AUTHOR=Jian Tengteng , Zhan Yang , Hu Kebang , He Liang , Chen Sunmeng , Hu Rui , Lu Ji TITLE=Systemic triplet therapy for metastatic hormone-sensitive prostate cancer: A systematic review and network meta-analysis JOURNAL=Frontiers in Pharmacology VOLUME=13 YEAR=2022 URL=https://www.frontiersin.org/journals/pharmacology/articles/10.3389/fphar.2022.955925 DOI=10.3389/fphar.2022.955925 ISSN=1663-9812 ABSTRACT=

Purpose: To perform a systematic review and network meta-analysis to compare the efficacy and safety of currently available docetaxel-based systemic triplet therapies for metastatic hormone-sensitive prostate cancer (mHSPC).

Methods: We searched for eligible publications in PubMed, Embase, and Cochrane CENTRAL. Improvements in overall survival (OS) and radiographic progression-free time (rPFS) were compared indirectly using network meta-analysis and evaluated using the surface under the cumulative ranking curve (SUCRA). Other secondary endpoints, such as time to castration-resistant prostate cancer and/or adverse events (AEs), were also compared and evaluated.

Results: Five trials were selected and analyzed using a network meta-analysis. Compared to androgen deprivation therapy (ADT) plus docetaxel, darolutamide (hazard ratio [HR]: 0.68, 95% credible interval [CrI]: 0.57–0.80) and abiraterone (HR: 0.75, 95% CrI: 0.59–0.95) triplet therapy had significantly longer OS, and darolutamide triplet therapy was the first treatment ranked. Abiraterone (HR: 0.49, 95% CrI: 0.39–0.61) and enzalutamide (HR: 0.52, 95% CrI: 0.30–0.89) had significantly better rPFS than ADT plus docetaxel; however, all three therapies, including abiraterone, apalutamide, and enzalutamide, were the best options with a similar SUCRA. At most secondary endpoints, systemic triplet therapy was superior to ADT plus docetaxel. The risk of any AEs in darolutamide or abiraterone triplet therapy was comparable with ADT plus docetaxel (odds ratio [OR]: 2.53, 95% credible interval [CrI]: 0.68–12.63; OR: 1.07, 95% CrI: 0.03–36.25). Abiraterone triplet therapy had an increased risk of grade≥3 AEs (OR: 1.56, 95% CrI: 1.15–2.11).

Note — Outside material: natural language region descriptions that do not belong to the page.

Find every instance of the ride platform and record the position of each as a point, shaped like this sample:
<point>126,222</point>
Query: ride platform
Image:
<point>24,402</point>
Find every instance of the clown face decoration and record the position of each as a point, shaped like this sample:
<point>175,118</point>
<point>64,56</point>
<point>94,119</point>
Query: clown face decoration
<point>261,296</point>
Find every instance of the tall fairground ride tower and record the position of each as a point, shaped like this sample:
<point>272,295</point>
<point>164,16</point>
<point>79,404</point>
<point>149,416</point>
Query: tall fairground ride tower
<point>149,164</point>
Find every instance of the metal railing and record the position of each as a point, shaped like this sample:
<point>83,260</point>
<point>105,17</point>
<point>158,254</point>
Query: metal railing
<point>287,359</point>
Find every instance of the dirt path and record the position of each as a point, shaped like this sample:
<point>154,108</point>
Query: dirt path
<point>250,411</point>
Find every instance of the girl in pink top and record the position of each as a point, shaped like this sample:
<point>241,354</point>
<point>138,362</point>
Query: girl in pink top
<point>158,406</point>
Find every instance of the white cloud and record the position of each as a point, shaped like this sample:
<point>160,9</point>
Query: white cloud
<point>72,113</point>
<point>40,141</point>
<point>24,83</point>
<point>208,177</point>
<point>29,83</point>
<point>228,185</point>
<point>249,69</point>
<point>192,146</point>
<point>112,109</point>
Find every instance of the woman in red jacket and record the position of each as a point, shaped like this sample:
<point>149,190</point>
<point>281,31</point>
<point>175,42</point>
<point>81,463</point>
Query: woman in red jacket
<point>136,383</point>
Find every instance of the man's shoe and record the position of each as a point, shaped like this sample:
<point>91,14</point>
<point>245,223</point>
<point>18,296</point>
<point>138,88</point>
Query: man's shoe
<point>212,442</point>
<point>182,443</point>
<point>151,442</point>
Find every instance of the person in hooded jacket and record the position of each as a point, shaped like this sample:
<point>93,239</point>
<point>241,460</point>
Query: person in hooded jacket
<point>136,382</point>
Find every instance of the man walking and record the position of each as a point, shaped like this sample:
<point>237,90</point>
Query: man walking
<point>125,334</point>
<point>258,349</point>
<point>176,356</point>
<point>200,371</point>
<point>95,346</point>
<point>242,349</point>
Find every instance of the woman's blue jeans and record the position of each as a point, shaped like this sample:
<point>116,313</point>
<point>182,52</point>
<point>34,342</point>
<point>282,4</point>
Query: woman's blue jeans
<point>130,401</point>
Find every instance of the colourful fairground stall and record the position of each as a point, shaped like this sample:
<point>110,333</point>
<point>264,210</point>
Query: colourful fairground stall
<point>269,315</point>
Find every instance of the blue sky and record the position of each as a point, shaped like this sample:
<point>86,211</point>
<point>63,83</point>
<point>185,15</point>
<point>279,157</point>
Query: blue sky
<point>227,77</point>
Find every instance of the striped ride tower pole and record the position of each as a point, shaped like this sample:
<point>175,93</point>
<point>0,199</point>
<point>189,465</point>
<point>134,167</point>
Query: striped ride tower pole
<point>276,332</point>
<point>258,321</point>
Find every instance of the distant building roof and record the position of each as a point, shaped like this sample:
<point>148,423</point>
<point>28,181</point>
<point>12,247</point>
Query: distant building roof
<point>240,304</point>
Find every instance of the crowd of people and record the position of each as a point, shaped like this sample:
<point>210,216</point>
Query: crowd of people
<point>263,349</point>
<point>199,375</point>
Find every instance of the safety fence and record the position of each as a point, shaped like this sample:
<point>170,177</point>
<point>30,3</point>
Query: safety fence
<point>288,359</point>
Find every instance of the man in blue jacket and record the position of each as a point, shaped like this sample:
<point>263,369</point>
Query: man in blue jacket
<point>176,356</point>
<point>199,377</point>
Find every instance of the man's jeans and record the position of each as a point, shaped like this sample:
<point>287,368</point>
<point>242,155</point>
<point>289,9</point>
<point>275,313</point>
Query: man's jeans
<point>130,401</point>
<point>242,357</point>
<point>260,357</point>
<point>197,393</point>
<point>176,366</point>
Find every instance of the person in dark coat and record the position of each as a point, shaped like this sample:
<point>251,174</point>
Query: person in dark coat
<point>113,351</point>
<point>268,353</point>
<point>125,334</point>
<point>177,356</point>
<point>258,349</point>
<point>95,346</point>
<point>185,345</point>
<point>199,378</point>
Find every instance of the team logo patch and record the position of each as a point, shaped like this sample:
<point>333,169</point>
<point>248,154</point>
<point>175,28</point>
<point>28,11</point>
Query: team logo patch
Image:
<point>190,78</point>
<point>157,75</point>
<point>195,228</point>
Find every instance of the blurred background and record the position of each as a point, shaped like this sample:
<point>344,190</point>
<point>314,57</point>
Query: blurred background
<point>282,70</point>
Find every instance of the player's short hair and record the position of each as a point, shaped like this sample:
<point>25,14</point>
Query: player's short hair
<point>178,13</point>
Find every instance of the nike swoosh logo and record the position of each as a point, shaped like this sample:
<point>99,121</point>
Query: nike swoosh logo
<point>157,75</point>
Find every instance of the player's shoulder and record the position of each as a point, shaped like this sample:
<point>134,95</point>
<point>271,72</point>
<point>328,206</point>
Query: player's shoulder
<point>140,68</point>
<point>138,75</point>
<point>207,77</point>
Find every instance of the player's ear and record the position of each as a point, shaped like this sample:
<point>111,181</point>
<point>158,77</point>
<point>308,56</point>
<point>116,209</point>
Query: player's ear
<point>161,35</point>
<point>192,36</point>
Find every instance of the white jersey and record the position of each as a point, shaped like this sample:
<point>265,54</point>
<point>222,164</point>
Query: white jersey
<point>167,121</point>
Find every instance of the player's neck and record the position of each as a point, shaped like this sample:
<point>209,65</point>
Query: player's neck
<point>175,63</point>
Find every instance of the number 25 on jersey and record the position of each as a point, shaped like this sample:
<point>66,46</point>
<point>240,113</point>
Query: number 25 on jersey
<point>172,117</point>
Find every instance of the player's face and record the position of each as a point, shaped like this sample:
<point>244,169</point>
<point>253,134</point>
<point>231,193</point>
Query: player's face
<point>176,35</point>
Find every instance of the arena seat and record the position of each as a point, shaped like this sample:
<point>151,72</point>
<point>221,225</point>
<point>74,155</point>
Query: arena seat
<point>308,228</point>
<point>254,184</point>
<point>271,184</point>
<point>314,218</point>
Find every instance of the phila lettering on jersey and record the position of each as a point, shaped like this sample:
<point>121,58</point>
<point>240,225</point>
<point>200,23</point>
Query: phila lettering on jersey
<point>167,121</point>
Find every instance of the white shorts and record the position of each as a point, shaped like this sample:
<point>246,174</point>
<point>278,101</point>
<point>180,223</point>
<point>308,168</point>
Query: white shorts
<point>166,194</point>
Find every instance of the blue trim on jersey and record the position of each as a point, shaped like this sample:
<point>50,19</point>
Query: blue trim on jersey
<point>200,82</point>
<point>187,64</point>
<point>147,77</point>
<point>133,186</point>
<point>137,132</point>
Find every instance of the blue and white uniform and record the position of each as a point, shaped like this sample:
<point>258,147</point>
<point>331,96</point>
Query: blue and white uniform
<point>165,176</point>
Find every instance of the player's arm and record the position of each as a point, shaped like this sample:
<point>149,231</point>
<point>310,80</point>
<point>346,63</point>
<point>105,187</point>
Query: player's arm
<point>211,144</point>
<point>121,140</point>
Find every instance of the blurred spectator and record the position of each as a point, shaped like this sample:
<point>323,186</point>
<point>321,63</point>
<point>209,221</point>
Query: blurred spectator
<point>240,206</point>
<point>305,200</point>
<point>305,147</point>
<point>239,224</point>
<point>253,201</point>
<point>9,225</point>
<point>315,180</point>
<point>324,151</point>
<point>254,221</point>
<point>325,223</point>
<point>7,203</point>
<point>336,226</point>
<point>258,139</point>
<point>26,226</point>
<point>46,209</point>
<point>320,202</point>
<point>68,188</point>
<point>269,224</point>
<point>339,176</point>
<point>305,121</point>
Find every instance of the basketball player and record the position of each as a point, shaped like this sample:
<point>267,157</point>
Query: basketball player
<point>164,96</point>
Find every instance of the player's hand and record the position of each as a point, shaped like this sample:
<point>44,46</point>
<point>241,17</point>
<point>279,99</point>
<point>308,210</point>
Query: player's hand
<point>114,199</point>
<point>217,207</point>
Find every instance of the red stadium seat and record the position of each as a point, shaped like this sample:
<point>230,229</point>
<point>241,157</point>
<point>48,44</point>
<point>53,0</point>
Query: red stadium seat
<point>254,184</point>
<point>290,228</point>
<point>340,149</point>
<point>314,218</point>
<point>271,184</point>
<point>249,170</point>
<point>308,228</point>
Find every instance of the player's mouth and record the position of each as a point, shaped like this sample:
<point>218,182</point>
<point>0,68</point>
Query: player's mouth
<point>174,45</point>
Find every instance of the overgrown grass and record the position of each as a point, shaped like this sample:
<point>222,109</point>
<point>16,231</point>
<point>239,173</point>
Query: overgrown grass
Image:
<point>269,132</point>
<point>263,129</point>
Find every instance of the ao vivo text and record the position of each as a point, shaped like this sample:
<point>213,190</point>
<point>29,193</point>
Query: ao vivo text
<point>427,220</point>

Conclusion: Systemic triplet therapy was more effective than ADT plus docetaxel for mHSPC. Of the triplet therapy regimens, darolutamide ranked first in terms of improved OS. Abiraterone and enzalutamide triplet ranked first in terms of rFPS, however, it did not confer a statistically difference among all triplet regimens. The overall risk of AEs was comparable. More studies are required for current and potential combinations of systemic triplet therapy.